Donald Trump « pourrait devenir le premier président de l’histoire » à signer une telle résolution restreignant ses pouvoirs, a souligné un élu démocrate de la Chambre, Ro Khanna.
Avec la résolution sur le Yémen, « le Congrès exige du président le retrait des forces armées américaines des hostilités dans, ou affectant, la république du Yémen, à l’exception » des opérations visant Al-Qaïda et associés, sous trente jours après l’adoption du texte.
Il prévoit que le président puisse demander un report de cette date, à condition que le Congrès l’approuve.
Avec ce texte, le Congrès reprend « sa responsabilité » en matière d’interventions à l’étranger, s’est réjoui Bernie Sanders, « pas seulement en ce qui concerne le Yémen mais aussi à l’avenir ».
La Maison Blanche s’était déclarée en mars « fermement opposée » à cette résolution « bancale ».
Donald Trump « va désormais mettre son veto mais ni l’administration (américaine) ni les partenaires des Etats-Unis dans le Golfe ne devraient se tromper sur le message envoyé par ce vote sans précédent du Congrès: la patience des Etats-Unis face à la guerre au Yémen s’épuise rapidement », a réagi Rob Malley, président de l’organisation de prévention des conflits International Crisis Group.
Colère après Khashoggi
Le Yémen est déchiré par un conflit dévastateur depuis l’intervention d’une coalition arabe sous commandement saoudien en mars 2015 pour soutenir des forces pro-gouvernementales contre les rebelles Houthis.
Ceux-ci sont soutenus par l’Iran, grand rival chiite de l’Arabie saoudite sunnite au Moyen-Orient.
Le conflit a provoqué la pire catastrophe humanitaire au monde selon l’ONU et a fait plus de 10 000 morts sur les deux premières années. Des ONG estiment que le bilan des victimes est largement supérieur.
Depuis 2015, le Pentagone fournit un « soutien non-combattant » à la coalition menée par l’Arabie saoudite au Yémen, dont la livraison d’armes et du renseignement. Depuis fin 2018, les Etats-Unis ont suspendu leurs opérations de ravitaillement en vol de l’aviation saoudienne.
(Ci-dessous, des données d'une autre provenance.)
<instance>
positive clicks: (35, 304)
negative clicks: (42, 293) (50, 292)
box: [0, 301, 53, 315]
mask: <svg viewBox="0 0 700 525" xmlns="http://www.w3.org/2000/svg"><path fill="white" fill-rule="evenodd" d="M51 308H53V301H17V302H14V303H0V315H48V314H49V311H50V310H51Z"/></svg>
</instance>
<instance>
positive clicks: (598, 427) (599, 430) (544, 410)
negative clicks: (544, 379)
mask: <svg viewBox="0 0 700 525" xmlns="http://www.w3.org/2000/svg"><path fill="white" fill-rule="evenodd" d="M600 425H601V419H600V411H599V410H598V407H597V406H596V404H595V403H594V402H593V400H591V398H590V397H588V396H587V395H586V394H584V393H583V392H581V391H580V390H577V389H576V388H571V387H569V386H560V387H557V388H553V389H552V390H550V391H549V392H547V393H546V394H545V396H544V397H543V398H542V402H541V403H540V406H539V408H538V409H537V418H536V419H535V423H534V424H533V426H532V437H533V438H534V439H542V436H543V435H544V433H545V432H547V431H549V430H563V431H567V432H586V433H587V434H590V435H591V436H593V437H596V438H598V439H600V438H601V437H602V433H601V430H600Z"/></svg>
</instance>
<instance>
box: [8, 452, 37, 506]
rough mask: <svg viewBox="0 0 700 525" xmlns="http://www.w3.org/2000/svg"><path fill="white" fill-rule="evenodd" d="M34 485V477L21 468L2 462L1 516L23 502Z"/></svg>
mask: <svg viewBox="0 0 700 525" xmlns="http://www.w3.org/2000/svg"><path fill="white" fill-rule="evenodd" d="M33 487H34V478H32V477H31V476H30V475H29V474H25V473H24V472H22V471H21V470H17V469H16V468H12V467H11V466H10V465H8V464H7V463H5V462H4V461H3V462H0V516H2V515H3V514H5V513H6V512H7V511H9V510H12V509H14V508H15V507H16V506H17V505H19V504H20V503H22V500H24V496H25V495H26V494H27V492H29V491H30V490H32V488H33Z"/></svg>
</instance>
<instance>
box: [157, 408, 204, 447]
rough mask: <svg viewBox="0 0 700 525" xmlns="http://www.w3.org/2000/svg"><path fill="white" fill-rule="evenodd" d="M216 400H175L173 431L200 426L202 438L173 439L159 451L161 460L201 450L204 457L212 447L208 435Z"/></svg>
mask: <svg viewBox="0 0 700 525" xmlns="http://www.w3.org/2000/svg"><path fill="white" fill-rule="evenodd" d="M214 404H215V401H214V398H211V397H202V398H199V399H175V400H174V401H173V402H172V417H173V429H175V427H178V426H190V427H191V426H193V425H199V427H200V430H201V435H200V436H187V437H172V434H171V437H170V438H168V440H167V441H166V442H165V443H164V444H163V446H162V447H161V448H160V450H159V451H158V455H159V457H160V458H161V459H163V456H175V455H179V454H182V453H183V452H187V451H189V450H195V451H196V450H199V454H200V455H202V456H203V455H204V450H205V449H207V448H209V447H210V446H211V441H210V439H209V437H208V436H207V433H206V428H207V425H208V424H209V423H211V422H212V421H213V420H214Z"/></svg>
« L’administration n’a demandé aucun compte aux Saoudiens », a déploré jeudi Eliot Engel, chef démocrate de la commission sur les Affaires étrangères à la Chambre.
La rare union entre parlementaires démocrates et certains républicains autour de ce vote s’explique en grande partie par la profonde colère provoquée au Congrès américain par l’assassinat du journaliste saoudien Jamal Khashoggi, en octobre 2018, par un commando venu de Ryad.
La réaction tiède de Donald Trump face au jeune prince héritier saoudien Mohammed ben Salmane – considéré comme « responsable » du meurtre par le Sénat américain – avait indigné jusque dans ses rangs.
« Les Etats-Unis ne devraient pas être poussés à s’engager dans une guerre par un régime despote, antidémocratique et meurtrier », a martelé Bernie Sanders.
Donald Trump a fait usage pour la première fois de son droit de veto le 15 mars, pour défendre sa grande promesse présidentielle: la construction d’un mur à la frontière entre les Etats-Unis et le Mexique.
Là encore, plusieurs parlementaires républicains s’étaient ralliés aux démocrates pour contrer la procédure d’urgence qu’il avait décrétée afin de débloquer des fonds dédiés à la construction de l’édifice controversé.